Ленин не был стратегом и не мог за всю свою жизнь сыграть на опережение исторических волн, которые качали его, ломали и били, но все же не могли потопить. То, что он идеально держится на волне, не тонет, гимназист Ульянов понял еще в юности, когда переплывал Волгу в районе Симбирска. Река к августу сильно подсыхала, и баржи, груженные зерном и лесом, запутывались в мелководье, но в начале июля Волга была еще широкой, и переплыть ее считалось опасной удалью. Однажды ударил гром и рухнул оглушительный ливень, но упрямый лобастый мальчик с калмыцкими скулами плыл дальше, точно зная, что доплывет туда и обратно, туда и обратно… Молодая возня с «Союзом борьбы за освобождение рабочего класса», который волей судьбы превратился в прообраз РСДРП, была похожа на организацию литературного кружка. Кто-то испытывал наслаждение от поэзии, кто-то от истории, но он испытал не сравнимую ни с чем эйфорию от первого прочтения Маркса, превратившуюся в постоянное вдохновение почти эротического характера. Оно оставило его лишь в последние годы, когда выяснилось, что всё, написанное бородатым кабинетным ученым, есть полуправда и даже опасная утопия, не пригодная к реализации в конкретных исторических условиях.
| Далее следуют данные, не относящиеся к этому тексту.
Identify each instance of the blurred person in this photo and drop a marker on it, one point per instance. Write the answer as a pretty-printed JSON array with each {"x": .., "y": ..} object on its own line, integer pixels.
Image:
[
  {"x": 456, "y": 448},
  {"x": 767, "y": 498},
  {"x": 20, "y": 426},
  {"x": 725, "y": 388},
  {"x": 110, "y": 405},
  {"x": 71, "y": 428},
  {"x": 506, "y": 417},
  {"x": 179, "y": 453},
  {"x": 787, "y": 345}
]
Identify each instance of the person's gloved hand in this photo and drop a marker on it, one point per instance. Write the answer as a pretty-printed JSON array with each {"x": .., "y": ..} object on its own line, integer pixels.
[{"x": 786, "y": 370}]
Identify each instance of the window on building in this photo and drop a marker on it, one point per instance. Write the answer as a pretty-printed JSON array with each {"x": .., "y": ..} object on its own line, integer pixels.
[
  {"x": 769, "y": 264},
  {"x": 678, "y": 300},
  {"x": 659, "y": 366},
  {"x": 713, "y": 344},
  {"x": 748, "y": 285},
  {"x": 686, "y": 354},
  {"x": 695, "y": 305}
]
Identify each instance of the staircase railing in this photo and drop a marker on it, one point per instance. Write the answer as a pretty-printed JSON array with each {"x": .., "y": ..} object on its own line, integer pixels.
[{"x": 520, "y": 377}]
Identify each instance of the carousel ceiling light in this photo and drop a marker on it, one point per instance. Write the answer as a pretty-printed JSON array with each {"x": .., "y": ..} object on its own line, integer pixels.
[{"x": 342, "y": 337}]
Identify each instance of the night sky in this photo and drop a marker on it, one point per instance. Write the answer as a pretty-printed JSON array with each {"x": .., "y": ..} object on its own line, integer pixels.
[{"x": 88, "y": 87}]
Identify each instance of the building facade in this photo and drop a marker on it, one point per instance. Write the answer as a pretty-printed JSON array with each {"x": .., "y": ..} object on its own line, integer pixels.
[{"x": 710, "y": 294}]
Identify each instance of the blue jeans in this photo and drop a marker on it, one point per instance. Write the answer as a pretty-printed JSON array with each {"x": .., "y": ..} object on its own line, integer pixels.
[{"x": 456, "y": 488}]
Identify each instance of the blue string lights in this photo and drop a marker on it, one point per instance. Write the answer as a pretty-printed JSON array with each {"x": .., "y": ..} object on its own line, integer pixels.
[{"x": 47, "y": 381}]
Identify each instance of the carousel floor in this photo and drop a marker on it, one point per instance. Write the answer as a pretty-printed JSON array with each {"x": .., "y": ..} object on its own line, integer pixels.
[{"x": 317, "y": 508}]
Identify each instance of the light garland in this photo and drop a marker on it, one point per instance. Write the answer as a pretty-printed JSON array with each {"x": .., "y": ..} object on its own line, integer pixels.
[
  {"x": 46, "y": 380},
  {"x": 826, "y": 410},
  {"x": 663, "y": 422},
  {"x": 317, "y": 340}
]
Знал ли кто-либо об этом, кроме него? Иногда Ильичу казалось, что знают все, кроме молодого поколения партийцев, подобных Бухарчику, схоластичных, необстрелянных и диких зверей в своей пошлой вере в то, чего нет. Но чаще он думал, что о полном провале знает лишь он один, и тогда приходилось носить маску, от которой уставало не только лицо, но и то, что дикие необразованные люди назвали когда-то душой. Он сам предпочитал оперировать другим термином, не менее убийственным по отношению к себе.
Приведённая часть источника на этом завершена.